But, again, what about me here? The results he's getting line up pretty well with my experience. Why does your anecdotal evidence trump mine?
Quite apart from the weight of the comments in this thread suggesting
your experience is the anomaly (and do you
really see 95% of clerics multiclassed?!), it's quite clear that the research methodology is flawed.
1) In my experience, the vast majority of player characters used in actual play are not created or levelled on D&D Beyond. That's anecdotal, but in order for the research to be valid it's the responsibility of the researcher to demonstrate that at least a significantly large sample of player characters used in actual play
are created on D&D Beyond for the results to be valid. They are also only considering people who have unlocked all options. If you take a small sample size and make it even smaller you are going to get all sorts of weird anomalies.
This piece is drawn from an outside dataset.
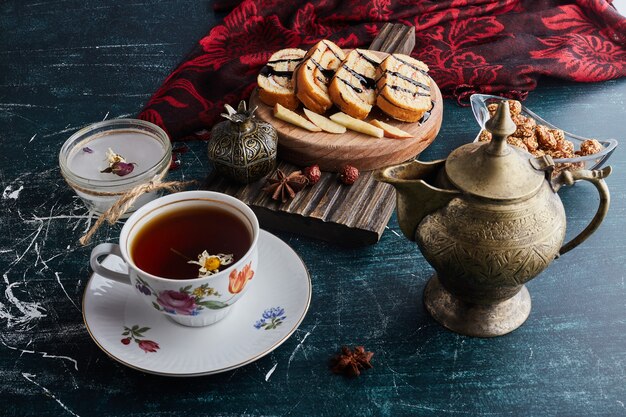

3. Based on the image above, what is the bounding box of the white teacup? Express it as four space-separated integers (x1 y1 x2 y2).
89 191 259 327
2) We have very good reason to suppose that the vast majority of characters that are created on D&D Beyond are never used in actual play. The authors' claim to have accounted for that, but they have not demonstrated that their selection process
actually works. In order to do so you would need to take a sample of the characters your method has produced and survey their creators to find out if they are actually played.
3) It assumes independence: i.e. what character someone chooses to play in a party is not influenced by what the other players choose. This is quite clearly an invalid assumption. If a party already contains two of any character type it is unlikely anyone will choose to play as a third.